PassAlong jump-starts eBay music effort

Start-up becomes first company to peddle songs from major labels on online auctioneer's nascent music storefront.

Matt Hines Staff Writer, CNET News.com
Matt Hines
covers business software, with a particular focus on enterprise applications.
Matt Hines
4 min read
Online auction giant eBay is entering the music download business with a service that will market content from major record labels.

The digital music service, which is powered by start-up PassAlong Networks, officially debuted Thursday. PassAlong, which also launched Thursday, is the first company to peddle songs from major labels on eBay's nascent music storefront.

PassAlong has the rights to sell downloads of the entire music catalogs of top-tier recording companies EMI Group, Sony, BMG, Universal Music Group and Warner Music Group. The company, based in Franklin, Tenn., will offer the music files through both its own Web site and a newly created section on eBay.

As of late Thursday, PassAlong had only posted an auction for a promotion offering a phone conversation with singer Avril Lavigne. But the company's chief executive, Dave Jaworski, said that some 200,000 songs will be made available through both sites by the end of the week. Jaworski said PassAlong has plans to offer more than 500,000 tracks for sale.

"The eBay community has come to expect a reliable, safe environment for doing business, and we're hoping to offer the same kind of quality for music downloads," Jaworski said. "This effort with eBay will offer consumers an opposite of unprotected and illegal peer-to-peer file-sharing networks."

PassAlong differs from many other music download sites in that it allows its paying customers to share music files with others and offers rewards, such as discounts on further downloads, to those who successfully encourage additional people to pay for its content.

The PassAlong debut on eBay marks the first significant step in bringing the auctioneer's emerging digital-music plans to life. eBay's current beta test of its online download marketplace has remained largely unused since its launch in mid-July, causing some industry watchers to wonder where the project stood.

Up until now, eBay's Digital Downloads section has only offered auctions hosted by Warner Bros. Records for cell phone ring tones based on music by the band Green Day, and only one independent musician has been selling his work on that part of the site.
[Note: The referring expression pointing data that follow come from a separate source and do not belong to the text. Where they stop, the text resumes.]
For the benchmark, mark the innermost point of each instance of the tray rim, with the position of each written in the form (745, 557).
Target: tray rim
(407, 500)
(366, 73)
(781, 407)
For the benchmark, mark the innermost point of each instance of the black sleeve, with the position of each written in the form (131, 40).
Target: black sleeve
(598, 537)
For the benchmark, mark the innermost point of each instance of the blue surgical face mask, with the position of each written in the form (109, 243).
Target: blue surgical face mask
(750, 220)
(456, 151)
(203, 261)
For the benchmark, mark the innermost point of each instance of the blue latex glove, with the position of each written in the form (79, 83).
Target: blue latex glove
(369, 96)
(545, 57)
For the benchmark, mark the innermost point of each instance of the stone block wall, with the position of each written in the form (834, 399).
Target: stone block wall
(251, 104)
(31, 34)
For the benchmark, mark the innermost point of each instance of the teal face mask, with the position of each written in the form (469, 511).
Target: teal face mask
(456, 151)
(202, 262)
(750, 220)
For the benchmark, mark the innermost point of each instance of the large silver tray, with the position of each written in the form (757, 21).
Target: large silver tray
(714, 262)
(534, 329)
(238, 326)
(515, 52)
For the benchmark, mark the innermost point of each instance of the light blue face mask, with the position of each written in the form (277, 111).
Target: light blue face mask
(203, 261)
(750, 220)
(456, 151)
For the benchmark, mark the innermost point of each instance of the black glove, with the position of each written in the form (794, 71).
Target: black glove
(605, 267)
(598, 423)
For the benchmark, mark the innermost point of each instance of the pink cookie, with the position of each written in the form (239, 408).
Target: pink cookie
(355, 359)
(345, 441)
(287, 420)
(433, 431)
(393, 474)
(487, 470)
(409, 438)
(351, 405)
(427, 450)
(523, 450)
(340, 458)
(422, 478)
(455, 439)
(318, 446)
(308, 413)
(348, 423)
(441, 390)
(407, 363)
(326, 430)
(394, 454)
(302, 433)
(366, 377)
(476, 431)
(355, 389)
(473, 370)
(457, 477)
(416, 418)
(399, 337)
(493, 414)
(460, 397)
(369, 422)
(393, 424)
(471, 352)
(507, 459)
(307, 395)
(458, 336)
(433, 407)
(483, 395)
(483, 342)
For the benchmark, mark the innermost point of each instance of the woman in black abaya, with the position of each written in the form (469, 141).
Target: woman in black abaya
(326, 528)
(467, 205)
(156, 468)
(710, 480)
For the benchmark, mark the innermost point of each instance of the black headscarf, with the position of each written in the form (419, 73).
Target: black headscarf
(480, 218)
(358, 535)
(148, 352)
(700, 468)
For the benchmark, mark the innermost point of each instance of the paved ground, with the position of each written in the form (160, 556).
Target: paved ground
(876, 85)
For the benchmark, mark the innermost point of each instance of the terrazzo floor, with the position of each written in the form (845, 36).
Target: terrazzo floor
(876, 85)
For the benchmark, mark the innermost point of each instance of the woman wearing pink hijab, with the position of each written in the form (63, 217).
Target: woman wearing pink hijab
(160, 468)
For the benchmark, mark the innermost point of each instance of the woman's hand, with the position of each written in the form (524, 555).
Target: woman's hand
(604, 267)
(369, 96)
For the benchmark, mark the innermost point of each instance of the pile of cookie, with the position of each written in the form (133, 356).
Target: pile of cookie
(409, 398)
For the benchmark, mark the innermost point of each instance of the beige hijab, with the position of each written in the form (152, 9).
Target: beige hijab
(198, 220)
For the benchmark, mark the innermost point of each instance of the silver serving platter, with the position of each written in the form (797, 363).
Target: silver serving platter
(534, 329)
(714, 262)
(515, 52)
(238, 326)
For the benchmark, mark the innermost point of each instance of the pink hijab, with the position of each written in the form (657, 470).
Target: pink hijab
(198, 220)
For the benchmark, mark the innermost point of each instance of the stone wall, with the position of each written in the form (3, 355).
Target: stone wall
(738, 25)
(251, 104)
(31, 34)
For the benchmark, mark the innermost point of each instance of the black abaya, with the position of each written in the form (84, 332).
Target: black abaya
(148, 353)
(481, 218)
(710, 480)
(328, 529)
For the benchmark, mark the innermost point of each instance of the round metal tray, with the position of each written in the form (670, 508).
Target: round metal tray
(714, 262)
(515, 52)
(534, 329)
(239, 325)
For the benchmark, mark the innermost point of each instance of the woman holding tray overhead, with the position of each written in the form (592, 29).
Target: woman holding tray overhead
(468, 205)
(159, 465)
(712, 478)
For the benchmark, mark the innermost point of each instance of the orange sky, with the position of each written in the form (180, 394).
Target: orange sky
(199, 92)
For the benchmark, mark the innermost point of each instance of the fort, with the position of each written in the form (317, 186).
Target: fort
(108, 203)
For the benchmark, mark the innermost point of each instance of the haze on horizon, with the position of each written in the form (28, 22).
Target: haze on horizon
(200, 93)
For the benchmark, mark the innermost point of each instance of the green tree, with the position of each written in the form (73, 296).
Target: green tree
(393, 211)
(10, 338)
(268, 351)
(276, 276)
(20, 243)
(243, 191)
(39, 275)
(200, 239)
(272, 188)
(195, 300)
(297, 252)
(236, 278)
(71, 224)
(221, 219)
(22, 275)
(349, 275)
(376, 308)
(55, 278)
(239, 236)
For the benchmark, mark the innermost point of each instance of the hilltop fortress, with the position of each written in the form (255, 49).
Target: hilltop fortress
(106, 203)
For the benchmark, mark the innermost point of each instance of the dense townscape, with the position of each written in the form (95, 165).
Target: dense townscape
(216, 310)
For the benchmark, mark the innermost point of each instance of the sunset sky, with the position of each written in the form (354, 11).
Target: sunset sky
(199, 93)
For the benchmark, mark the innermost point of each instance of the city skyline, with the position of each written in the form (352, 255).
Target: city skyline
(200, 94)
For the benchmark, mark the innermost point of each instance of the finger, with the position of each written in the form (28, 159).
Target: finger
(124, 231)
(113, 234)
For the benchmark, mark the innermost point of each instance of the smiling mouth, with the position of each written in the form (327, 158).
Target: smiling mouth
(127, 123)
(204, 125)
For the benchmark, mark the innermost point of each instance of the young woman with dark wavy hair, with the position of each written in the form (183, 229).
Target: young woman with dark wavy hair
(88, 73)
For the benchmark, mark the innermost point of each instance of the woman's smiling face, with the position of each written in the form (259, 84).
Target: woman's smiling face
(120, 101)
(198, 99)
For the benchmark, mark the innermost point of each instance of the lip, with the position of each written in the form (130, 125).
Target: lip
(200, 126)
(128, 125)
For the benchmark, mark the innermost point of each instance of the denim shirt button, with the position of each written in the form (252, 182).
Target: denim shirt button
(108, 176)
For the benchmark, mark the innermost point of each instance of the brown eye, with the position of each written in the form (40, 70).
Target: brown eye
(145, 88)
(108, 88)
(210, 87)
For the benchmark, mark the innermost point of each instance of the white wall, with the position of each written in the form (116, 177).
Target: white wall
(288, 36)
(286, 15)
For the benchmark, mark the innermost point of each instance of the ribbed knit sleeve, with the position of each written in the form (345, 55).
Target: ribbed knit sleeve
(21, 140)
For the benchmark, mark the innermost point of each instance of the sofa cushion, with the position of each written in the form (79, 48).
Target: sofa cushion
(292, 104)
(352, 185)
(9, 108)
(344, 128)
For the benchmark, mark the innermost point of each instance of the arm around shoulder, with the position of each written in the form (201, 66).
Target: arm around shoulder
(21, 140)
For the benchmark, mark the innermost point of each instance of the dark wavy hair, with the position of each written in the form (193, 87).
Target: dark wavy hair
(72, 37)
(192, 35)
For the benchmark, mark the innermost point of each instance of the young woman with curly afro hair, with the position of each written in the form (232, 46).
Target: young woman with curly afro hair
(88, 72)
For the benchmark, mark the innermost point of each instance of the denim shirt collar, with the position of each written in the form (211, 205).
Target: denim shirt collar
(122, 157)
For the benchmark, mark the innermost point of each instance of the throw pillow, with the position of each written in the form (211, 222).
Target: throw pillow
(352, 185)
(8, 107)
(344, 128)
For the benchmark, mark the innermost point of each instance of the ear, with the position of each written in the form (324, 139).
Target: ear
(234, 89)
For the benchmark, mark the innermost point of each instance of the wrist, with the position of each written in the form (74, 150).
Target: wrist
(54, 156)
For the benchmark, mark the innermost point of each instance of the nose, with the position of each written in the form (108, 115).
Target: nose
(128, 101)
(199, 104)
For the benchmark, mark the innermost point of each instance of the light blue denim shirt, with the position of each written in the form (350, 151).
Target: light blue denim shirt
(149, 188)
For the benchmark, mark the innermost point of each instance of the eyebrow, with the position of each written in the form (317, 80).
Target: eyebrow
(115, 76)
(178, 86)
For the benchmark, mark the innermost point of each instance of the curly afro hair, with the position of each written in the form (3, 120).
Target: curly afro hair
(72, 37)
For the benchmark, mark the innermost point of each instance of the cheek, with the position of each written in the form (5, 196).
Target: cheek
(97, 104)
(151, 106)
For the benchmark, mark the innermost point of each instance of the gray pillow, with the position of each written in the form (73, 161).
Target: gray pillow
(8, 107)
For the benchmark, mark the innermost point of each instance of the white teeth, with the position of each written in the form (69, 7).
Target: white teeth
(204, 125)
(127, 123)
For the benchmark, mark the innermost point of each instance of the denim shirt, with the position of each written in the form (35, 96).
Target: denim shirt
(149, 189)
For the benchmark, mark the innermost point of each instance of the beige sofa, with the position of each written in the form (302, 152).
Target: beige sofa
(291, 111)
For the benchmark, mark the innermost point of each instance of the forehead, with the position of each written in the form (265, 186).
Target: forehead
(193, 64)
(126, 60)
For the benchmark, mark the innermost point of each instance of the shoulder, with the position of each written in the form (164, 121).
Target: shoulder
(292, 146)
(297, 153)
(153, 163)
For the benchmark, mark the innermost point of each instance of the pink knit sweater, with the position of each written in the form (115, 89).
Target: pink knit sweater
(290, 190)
eBay is allowing a select group of pre-approved companies and musicians to sell downloads as part of its initial entry into the online-music space.
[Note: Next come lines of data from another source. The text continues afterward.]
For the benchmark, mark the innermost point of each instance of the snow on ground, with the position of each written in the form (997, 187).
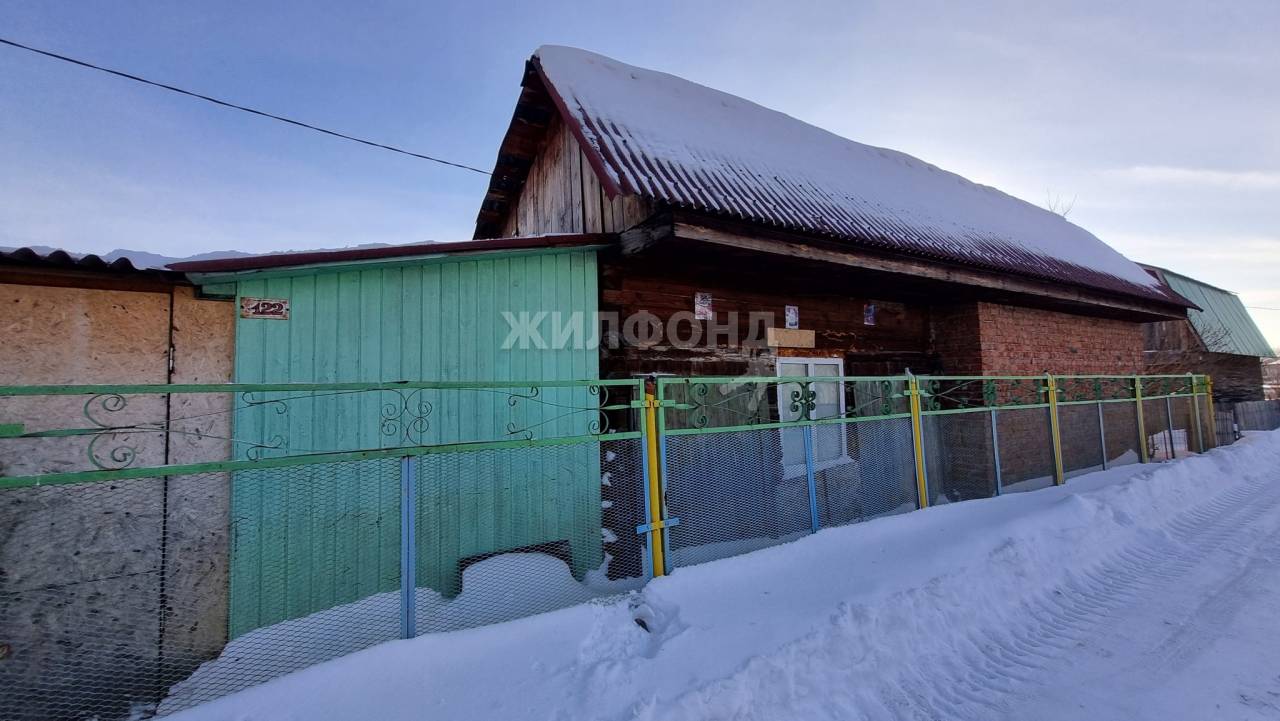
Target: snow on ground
(497, 589)
(1138, 593)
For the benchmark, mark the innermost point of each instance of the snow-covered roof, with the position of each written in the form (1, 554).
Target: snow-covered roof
(682, 144)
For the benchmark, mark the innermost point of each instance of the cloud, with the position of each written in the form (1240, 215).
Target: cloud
(1171, 174)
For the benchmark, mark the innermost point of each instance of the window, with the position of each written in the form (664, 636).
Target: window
(828, 441)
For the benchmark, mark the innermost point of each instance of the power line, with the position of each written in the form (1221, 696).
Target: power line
(234, 106)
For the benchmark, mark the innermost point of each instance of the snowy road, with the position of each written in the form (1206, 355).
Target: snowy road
(1141, 593)
(1183, 626)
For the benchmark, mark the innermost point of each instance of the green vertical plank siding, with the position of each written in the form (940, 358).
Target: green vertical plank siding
(310, 538)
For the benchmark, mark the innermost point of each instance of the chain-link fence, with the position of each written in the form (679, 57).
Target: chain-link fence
(251, 532)
(1257, 415)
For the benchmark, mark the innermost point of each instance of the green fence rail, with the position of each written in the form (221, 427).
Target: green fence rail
(168, 544)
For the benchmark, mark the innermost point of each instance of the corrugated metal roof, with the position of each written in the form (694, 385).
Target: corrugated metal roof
(60, 259)
(681, 144)
(1223, 323)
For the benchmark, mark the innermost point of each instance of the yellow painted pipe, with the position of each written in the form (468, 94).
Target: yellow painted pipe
(1059, 475)
(922, 484)
(657, 537)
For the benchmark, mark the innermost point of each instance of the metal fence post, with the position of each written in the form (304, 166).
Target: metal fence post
(654, 506)
(1143, 452)
(408, 547)
(1051, 384)
(922, 479)
(995, 452)
(1102, 436)
(1212, 410)
(1200, 425)
(810, 477)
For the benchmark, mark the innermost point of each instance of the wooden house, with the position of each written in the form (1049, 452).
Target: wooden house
(867, 260)
(1217, 337)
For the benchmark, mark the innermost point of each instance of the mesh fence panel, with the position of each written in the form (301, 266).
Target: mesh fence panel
(1224, 428)
(314, 571)
(873, 477)
(1206, 423)
(510, 533)
(1257, 415)
(1184, 428)
(1155, 418)
(1120, 423)
(735, 492)
(960, 456)
(1025, 450)
(1080, 437)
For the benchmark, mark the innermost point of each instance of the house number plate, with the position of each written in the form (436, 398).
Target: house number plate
(270, 309)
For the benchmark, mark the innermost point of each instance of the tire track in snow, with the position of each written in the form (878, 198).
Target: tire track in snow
(983, 669)
(1063, 617)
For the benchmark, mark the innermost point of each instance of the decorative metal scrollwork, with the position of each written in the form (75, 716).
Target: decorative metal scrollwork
(526, 428)
(804, 400)
(407, 419)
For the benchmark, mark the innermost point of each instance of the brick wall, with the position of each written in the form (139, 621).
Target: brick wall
(1000, 340)
(1020, 341)
(1235, 378)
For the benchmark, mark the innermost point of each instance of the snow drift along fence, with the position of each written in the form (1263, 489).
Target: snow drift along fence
(168, 544)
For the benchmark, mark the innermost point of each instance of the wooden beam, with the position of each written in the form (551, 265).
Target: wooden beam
(645, 234)
(855, 258)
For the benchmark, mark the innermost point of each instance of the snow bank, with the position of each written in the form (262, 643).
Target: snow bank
(835, 625)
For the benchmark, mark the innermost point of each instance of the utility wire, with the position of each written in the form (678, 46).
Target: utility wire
(234, 106)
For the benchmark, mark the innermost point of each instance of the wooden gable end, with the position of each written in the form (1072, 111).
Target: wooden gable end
(543, 182)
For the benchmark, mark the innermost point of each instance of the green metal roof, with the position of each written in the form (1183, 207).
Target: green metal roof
(1224, 324)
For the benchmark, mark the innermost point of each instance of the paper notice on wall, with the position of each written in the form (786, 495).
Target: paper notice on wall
(269, 309)
(703, 306)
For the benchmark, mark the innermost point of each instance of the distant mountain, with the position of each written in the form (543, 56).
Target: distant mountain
(145, 259)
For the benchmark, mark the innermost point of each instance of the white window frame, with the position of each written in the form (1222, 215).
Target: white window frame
(790, 470)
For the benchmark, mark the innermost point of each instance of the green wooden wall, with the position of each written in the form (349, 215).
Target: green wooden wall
(310, 538)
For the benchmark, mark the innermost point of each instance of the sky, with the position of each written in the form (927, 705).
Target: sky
(1156, 123)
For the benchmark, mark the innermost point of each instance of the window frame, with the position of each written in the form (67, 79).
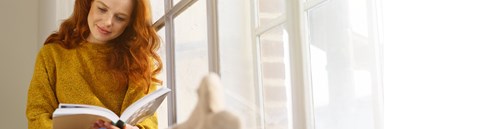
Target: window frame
(167, 21)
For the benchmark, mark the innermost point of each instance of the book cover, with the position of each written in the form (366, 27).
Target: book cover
(80, 116)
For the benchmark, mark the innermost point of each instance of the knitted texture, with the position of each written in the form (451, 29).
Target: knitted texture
(77, 76)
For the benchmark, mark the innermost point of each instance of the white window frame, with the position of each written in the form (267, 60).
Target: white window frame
(295, 21)
(167, 21)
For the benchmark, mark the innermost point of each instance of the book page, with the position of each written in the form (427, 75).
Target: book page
(144, 107)
(80, 118)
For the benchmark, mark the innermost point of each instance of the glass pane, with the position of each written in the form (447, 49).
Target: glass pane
(176, 2)
(191, 56)
(158, 9)
(274, 76)
(343, 64)
(269, 10)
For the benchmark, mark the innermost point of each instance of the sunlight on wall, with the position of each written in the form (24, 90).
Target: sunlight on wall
(431, 64)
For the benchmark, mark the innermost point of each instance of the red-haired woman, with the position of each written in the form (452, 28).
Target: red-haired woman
(104, 54)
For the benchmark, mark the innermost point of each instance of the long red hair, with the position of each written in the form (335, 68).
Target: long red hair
(134, 56)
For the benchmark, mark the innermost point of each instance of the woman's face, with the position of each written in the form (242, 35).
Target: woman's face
(107, 19)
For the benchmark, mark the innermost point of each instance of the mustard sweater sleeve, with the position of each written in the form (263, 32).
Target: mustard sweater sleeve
(41, 100)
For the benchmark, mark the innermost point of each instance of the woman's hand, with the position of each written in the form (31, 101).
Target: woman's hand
(100, 124)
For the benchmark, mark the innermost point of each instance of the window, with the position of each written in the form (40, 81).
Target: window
(284, 64)
(326, 63)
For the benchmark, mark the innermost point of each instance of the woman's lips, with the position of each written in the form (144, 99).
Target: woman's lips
(103, 31)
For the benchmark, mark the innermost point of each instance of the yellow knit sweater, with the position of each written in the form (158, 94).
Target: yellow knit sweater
(76, 76)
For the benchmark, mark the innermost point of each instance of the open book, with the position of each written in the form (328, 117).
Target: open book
(79, 116)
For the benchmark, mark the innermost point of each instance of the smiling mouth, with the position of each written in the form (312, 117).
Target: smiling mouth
(103, 31)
"This is part of our ongoing pilot program to test whether the eBay community sees (eBay) as a viable marketplace for the buying and selling of digital music downloads," said Hani Durzy, an eBay spokesman.

The PassAlong announcement comes after weeks of speculation that eBay was planning to join the red-hot digital music download space. The company, based in San Jose, Calif., is hoping to compete with established players such as Apple Computer's iTunes, which has already sold more than 125 million songs, and Microsoft, which launched a test version of its MSN Music service earlier this month. A number of other companies have rushed to get their own music download services on the market, including Napster, Sony, RealNetworks and Yahoo.
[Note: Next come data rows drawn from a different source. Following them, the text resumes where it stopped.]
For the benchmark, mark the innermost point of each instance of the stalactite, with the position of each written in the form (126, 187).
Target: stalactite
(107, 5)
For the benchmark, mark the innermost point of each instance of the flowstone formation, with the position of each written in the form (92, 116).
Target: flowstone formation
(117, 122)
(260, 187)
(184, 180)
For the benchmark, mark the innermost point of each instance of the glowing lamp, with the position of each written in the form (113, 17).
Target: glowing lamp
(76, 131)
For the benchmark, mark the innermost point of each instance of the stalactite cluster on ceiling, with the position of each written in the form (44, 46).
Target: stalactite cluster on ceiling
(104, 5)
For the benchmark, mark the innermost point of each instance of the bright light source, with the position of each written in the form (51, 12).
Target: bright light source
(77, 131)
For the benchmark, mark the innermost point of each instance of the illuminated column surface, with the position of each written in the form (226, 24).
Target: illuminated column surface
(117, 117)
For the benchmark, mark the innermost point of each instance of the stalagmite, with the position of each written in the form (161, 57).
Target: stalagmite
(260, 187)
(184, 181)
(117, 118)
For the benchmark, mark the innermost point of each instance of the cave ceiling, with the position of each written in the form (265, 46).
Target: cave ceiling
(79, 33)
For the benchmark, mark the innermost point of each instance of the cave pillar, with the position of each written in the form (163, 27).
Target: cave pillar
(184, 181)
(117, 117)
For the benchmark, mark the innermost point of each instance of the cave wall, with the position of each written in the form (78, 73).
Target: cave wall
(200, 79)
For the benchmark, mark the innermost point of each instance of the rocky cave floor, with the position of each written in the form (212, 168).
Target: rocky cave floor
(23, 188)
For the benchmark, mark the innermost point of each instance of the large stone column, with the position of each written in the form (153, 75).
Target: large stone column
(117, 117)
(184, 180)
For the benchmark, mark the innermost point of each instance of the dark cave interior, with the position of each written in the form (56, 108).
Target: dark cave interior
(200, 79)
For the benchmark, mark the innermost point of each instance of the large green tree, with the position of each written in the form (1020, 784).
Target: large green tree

Digital music profits muted
eBay's cautious approach to the download market speaks volumes about digital music's profit potential. Despite selling such a staggering number of downloads, typically for 99 cents per song, Apple has indicated that iTunes is not a major source of revenue. For companies like Sony and Apple, the idea is to spur sales of hardware, such as Apple's iPod device, that are used to listen to digital content.

Microsoft and RealNetworks sell media software, but the ability for retailers to make money by selling digital music singles alone--each of which may have only a few pennies of profit--remains uncertain.

According to Josh Bernoff, an analyst at Cambridge, Mass.-based Forrester Research, eBay faces plenty of competition, but its community of more than 150 million users worldwide represents a significant opportunity. Bernoff said that while it seems as if every major IT company has expressed some interest in digital music, eBay's situation is unique.

"eBay's biggest asset remains its community of users," Bernoff said. "Attracting people is the first step, and they've already got a sizable audience to work with."

Bernoff believes that eBay can become a major download center if its policies allow sellers to make enough money off the transactions to make their businesses feasible. The analyst said that many of the other companies hoping to join the music download market may face more significant challenges.

"The atmosphere is similar to the early e-commerce days, with everyone trying to grab a piece of the action," Bernoff said. "When the dust settles, there will likely be three or four successful services, not a dozen. eBay is in a position where they don't want to be left out, but it will still be hard to profit immensely off of 99-cent deals."